Some seedlings forced in the 12-h photoperiod following little or no chilling failed to burst bud within 140 days. These seedlings were assigned a DBB value of 150 to allow meaningful statistical treatment of the data. The bud burst data for these seedlings were not normally distributed, however, and this could not be corrected by data transformation. An additional analysis was therefore run with the nonparametric Kruskal–Wallis test (NPAR1WAY procedure in SAS). There were only small deviations in the P values with the different methods. Based on the assumption that the ANOVA requirements were satisfied when both procedures gave similar results (Montgomery 2001), we have chosen to refer only to the parametric ANOVA.

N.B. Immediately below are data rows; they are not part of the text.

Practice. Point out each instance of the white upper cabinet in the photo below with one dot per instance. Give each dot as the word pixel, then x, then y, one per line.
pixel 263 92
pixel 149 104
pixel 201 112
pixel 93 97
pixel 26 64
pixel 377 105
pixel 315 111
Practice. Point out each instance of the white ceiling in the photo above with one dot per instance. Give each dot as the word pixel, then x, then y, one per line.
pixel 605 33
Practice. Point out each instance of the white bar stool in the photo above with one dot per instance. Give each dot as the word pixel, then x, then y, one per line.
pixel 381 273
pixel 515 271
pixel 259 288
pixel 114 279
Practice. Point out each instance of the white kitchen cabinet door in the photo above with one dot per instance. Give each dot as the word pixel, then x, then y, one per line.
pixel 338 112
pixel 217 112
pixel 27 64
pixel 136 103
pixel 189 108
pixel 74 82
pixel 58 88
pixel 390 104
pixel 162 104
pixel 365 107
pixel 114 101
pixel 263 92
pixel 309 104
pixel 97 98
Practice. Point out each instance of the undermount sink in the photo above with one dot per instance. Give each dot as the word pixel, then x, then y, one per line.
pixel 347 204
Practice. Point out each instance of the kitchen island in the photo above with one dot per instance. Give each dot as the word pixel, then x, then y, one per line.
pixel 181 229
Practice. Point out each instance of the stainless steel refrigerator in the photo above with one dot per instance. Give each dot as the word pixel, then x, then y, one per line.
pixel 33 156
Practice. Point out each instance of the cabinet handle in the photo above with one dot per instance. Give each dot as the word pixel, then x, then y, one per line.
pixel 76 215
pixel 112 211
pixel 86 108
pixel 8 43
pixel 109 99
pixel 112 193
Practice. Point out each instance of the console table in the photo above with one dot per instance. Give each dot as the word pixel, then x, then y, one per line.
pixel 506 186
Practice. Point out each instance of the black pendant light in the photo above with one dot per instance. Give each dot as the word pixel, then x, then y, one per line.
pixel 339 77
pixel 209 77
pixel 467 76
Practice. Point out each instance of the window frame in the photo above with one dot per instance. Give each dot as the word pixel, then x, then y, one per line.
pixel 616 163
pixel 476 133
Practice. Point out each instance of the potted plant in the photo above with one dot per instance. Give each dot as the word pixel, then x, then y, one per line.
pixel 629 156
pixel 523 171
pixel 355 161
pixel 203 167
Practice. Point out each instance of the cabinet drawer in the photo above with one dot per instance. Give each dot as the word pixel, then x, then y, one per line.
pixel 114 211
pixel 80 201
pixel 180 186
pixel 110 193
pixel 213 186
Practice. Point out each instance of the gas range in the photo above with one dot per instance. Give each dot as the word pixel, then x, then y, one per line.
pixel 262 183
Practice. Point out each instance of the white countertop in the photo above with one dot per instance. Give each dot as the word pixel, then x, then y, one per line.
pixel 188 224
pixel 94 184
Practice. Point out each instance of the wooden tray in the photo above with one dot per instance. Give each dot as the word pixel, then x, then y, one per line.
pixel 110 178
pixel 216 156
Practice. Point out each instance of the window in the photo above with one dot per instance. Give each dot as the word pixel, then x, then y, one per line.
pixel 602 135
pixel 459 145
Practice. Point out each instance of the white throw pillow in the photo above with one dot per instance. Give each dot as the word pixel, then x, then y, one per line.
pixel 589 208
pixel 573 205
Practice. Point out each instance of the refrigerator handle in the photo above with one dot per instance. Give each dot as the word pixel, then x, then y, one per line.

During the late MS periods, several seedlings burst bud, but they did not develop beyond Stage 3 within the 14-day treatment period. The LOGISTIC procedure in SAS was used to test for the significance of the different experimental factors and associated two-way interactions on the probability of individual seedlings reaching bud burst Stage 3 during the 14-day MS. The same procedure was also used to assess the effects of treatments and provenances on the probability of seedlings resuming growth when forced in a 12-h photoperiod after different durations of continuous chilling.

Results

Bud set

The 21 °C DT reduced time to bud set compared with the 12 °C DT (19.1 versus 24.0 days; P = 0.0008 for means averaged across provenances). Although time to bud set increased with decreasing latitude of seed origin (P = 0.0001), the difference between the most northern (P) and southern (F) provenances was < 2 days. The effect of DT temperature was consistent among provenances because no significant interaction occurred (P = 0.517).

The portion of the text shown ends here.